To initialize the lakeFS file system from a `lakectl` YAML configuration file, you can specify the `configfile` argument.

```python
from lakefs_spec import LakeFSFileSystem

# No argument means the default config (~/.lakectl.yaml) will be used.
fs = LakeFSFileSystem(configfile="path/to/my/lakectl.yaml")
```

⚠️ To be able to read settings from a YAML configuration file, `pyyaml` has to be installed. You can do this by installing `lakefs-spec` together with the `yaml` extra:

```shell
pip install --upgrade lakefs-spec[yaml]
```

### A note on mixing environment variables and `lakectl` configuration files

lakeFS file system instances are cached, and existing lakeFS instances are reused from an instance cache when requested.

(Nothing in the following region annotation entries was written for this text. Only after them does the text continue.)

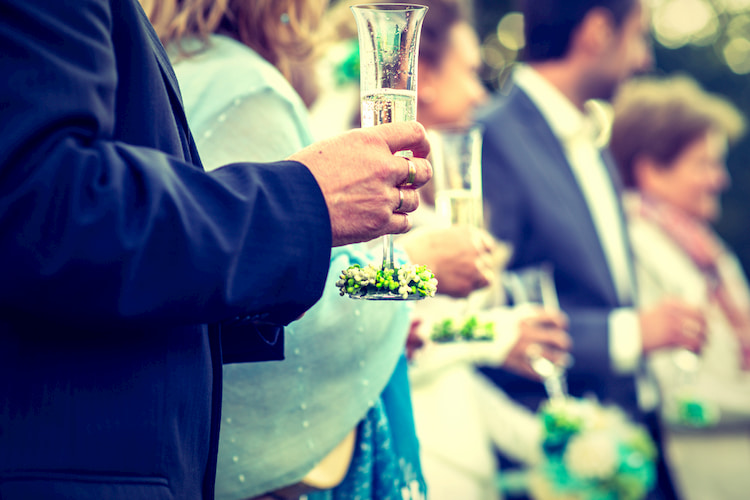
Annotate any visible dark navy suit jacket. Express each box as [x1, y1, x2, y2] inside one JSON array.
[[480, 87, 639, 417], [0, 0, 331, 500]]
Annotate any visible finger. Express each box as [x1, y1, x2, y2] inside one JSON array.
[[401, 156, 417, 186], [544, 330, 573, 352], [378, 121, 430, 158], [389, 155, 432, 189], [384, 212, 411, 234], [393, 187, 419, 214]]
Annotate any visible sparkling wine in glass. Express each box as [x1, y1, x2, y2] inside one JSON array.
[[503, 262, 573, 400], [351, 3, 427, 300], [428, 124, 484, 228]]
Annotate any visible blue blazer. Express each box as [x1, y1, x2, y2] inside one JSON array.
[[0, 0, 331, 500], [480, 87, 638, 416]]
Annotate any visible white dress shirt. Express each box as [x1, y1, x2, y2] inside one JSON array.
[[513, 65, 658, 409]]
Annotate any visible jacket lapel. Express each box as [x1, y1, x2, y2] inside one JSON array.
[[135, 2, 203, 168]]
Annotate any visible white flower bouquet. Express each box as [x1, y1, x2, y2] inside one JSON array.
[[336, 264, 437, 299], [527, 398, 656, 500]]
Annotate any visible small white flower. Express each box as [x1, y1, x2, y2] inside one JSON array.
[[563, 431, 619, 479]]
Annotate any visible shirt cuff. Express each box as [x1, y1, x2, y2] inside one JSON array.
[[609, 308, 643, 374]]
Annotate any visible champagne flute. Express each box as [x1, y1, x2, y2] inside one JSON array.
[[503, 262, 573, 401], [351, 3, 427, 300]]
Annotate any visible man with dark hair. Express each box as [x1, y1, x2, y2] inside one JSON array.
[[481, 0, 705, 498]]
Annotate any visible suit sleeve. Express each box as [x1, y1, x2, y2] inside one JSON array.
[[0, 0, 331, 325]]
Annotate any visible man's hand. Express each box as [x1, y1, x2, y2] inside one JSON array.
[[503, 307, 572, 380], [638, 298, 706, 354], [399, 226, 502, 297], [289, 122, 432, 246]]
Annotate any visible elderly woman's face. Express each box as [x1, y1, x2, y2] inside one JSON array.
[[644, 132, 729, 222]]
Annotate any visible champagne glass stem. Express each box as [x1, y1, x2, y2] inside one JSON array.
[[383, 234, 396, 269]]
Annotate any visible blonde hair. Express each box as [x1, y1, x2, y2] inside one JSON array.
[[140, 0, 328, 106], [609, 75, 745, 187]]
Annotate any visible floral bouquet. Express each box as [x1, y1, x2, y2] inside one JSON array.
[[430, 316, 495, 342], [527, 398, 656, 500], [336, 264, 437, 299]]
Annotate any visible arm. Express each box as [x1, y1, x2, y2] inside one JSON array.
[[0, 0, 331, 324]]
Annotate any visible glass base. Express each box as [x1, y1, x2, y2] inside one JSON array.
[[349, 293, 427, 300]]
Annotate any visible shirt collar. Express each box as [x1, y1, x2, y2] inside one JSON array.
[[513, 64, 609, 147]]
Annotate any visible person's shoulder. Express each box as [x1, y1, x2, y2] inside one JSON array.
[[476, 83, 534, 128], [195, 35, 296, 98]]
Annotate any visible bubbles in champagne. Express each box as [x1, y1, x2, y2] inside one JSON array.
[[435, 189, 483, 228], [362, 89, 417, 127]]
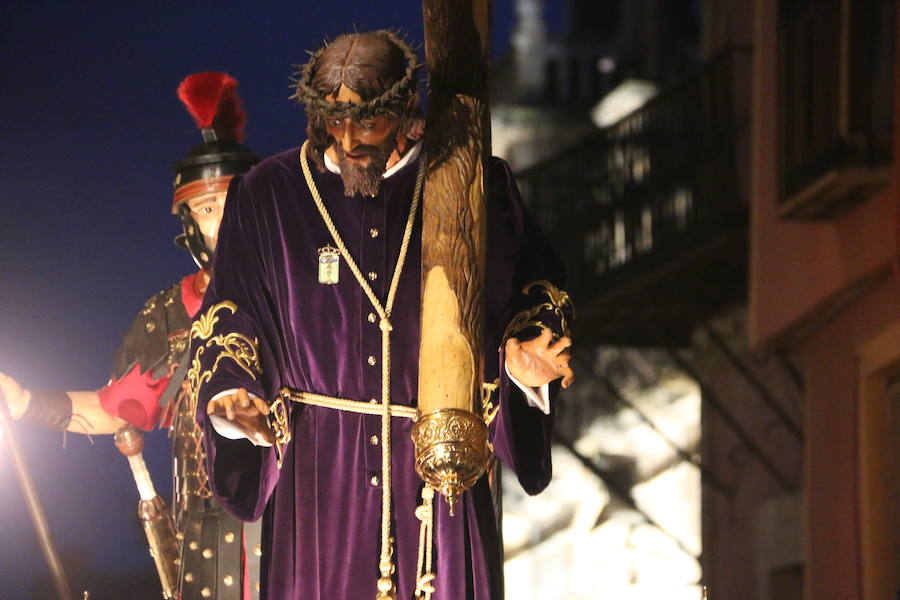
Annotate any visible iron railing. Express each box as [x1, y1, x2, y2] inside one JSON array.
[[517, 48, 750, 291]]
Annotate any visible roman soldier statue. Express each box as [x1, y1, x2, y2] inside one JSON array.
[[0, 72, 260, 600]]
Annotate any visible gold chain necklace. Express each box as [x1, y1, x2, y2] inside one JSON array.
[[300, 140, 425, 600]]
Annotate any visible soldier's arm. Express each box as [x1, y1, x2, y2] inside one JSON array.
[[0, 373, 125, 435]]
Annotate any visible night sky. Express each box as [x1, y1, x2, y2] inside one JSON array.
[[0, 0, 562, 600]]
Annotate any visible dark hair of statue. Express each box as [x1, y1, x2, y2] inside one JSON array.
[[292, 30, 421, 171]]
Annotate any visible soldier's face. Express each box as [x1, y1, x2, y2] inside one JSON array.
[[187, 191, 227, 251]]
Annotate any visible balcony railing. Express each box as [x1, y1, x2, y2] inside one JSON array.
[[517, 48, 750, 342]]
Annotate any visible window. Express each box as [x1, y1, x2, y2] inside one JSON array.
[[778, 0, 895, 218]]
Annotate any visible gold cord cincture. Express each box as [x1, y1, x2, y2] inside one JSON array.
[[300, 140, 425, 600]]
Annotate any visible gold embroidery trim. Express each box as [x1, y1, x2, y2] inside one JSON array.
[[481, 379, 500, 427], [503, 279, 575, 341], [187, 300, 261, 409], [268, 390, 291, 469]]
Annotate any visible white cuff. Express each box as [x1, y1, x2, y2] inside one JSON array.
[[209, 388, 272, 447], [503, 365, 550, 415]]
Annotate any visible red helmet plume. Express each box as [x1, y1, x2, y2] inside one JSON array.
[[178, 71, 247, 142]]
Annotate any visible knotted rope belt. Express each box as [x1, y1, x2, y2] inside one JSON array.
[[291, 140, 434, 600], [277, 387, 435, 600]]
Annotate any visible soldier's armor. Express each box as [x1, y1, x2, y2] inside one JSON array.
[[112, 283, 261, 600]]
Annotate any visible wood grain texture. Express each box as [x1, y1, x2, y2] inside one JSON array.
[[419, 0, 490, 414]]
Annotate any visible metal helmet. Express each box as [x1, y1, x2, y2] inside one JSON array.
[[172, 72, 259, 269]]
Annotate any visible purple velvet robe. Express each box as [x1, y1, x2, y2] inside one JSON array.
[[193, 148, 562, 600]]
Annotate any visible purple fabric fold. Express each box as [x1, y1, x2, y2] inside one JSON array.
[[194, 149, 562, 600]]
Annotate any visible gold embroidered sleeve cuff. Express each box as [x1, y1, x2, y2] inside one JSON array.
[[503, 279, 575, 342]]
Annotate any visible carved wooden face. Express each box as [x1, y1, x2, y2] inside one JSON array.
[[325, 85, 406, 196]]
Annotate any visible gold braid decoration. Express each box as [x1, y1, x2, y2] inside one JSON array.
[[503, 279, 575, 341], [266, 389, 291, 469], [187, 300, 261, 406], [481, 378, 500, 427]]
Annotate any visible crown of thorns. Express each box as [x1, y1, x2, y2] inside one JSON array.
[[291, 29, 421, 120]]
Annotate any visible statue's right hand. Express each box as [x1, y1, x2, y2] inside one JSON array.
[[0, 373, 31, 419], [206, 388, 275, 445]]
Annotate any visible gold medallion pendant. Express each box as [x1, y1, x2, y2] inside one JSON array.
[[319, 246, 341, 285]]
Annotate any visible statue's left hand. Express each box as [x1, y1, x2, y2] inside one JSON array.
[[505, 327, 575, 388]]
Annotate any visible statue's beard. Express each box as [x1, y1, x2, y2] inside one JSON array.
[[334, 133, 397, 196]]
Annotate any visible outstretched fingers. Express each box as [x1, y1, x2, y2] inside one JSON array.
[[546, 336, 572, 355], [252, 397, 269, 415]]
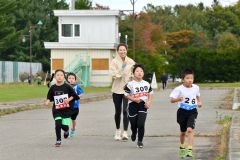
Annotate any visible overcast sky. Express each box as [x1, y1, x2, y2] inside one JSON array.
[[66, 0, 238, 12]]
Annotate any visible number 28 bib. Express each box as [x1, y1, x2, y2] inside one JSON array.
[[54, 94, 69, 109]]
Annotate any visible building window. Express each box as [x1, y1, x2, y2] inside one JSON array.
[[92, 59, 109, 70], [62, 24, 73, 37], [52, 59, 64, 70], [74, 24, 80, 37]]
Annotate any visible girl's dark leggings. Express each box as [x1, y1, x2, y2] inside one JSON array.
[[112, 93, 129, 131], [129, 112, 147, 142], [55, 119, 69, 141]]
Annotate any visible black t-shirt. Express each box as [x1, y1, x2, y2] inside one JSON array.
[[47, 83, 79, 118]]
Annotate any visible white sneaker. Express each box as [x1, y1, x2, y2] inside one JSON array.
[[122, 131, 128, 141], [114, 129, 121, 141]]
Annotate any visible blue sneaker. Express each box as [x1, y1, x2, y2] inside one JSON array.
[[70, 130, 76, 137]]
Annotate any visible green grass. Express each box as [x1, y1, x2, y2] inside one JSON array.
[[215, 115, 232, 160], [0, 83, 110, 102], [198, 82, 240, 88]]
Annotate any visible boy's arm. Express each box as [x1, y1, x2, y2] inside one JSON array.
[[170, 96, 183, 103], [45, 99, 50, 105], [77, 86, 83, 98], [197, 96, 202, 108], [145, 94, 153, 109], [126, 95, 141, 103]]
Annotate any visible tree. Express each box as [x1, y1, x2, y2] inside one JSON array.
[[0, 0, 17, 55], [75, 0, 92, 9], [12, 0, 68, 71], [217, 32, 239, 52]]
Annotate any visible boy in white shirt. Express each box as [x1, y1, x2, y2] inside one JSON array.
[[170, 69, 202, 158]]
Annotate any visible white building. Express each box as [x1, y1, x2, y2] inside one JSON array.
[[44, 10, 119, 86]]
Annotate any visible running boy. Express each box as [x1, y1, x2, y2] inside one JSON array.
[[67, 73, 83, 137], [46, 69, 79, 147], [170, 69, 202, 158], [124, 64, 153, 148]]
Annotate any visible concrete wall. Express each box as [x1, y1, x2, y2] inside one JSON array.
[[51, 49, 115, 86]]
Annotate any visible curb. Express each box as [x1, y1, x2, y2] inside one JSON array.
[[227, 88, 240, 160], [0, 92, 112, 112], [232, 88, 240, 110]]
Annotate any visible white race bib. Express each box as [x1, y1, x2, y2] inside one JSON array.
[[54, 94, 69, 109]]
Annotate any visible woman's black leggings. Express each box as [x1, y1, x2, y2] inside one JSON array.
[[112, 93, 129, 131], [129, 112, 147, 142], [55, 119, 69, 141]]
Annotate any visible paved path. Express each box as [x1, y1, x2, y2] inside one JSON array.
[[0, 89, 229, 160]]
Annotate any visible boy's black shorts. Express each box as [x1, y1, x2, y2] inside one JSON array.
[[71, 108, 79, 120], [177, 108, 198, 132]]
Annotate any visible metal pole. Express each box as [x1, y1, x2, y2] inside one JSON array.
[[29, 25, 33, 84], [132, 0, 135, 61]]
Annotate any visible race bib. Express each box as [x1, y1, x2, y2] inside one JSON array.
[[54, 94, 69, 109]]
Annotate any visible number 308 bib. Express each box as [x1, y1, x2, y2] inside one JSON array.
[[54, 94, 69, 109]]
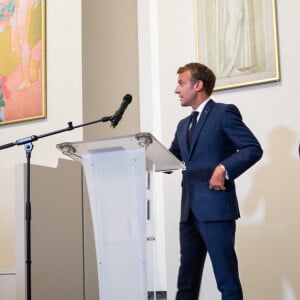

For implicit initialization from environment variables and configuration files as described above, this means that whichever initialization method is used first populates the cache -
thus, when using the other method, a cache hit happens and no new instance is created. This can lead to surprising misconfigurations:

```python
import os
from lakefs_spec import LakeFSFileSystem

# set envvars
os.environ["LAKEFS_HOST"] = "localhost:8000"
os.environ["LAKEFS_USERNAME"] = "username"
os.environ["LAKEFS_PASSWORD"] = "password"

# creates a cache entry for the bare instance
fs = LakeFSFileSystem()

# ~/.lakectl.yaml
#  server:
#    endpoint_url: http://example-host

# this time, try to read in the default lakectl config, with http://example-host set as host.
fs = LakeFSFileSystem()
print(fs.client._api.configuration.host) # <- prints localhost:8000!
```

The best way to avoid this is to commit to only using either environment variables or `lakectl` configuration files.
If you do have to mix both methods, you can clear the instance cache like so:

```python
from lakefs_spec import LakeFSFileSystem

LakeFSFileSystem._cache.clear()
```

## Developing and contributing to `lakefs-spec`

We welcome contributions to the project! For information on the general development workflow, head over to the [contribution guide](CONTRIBUTING.md).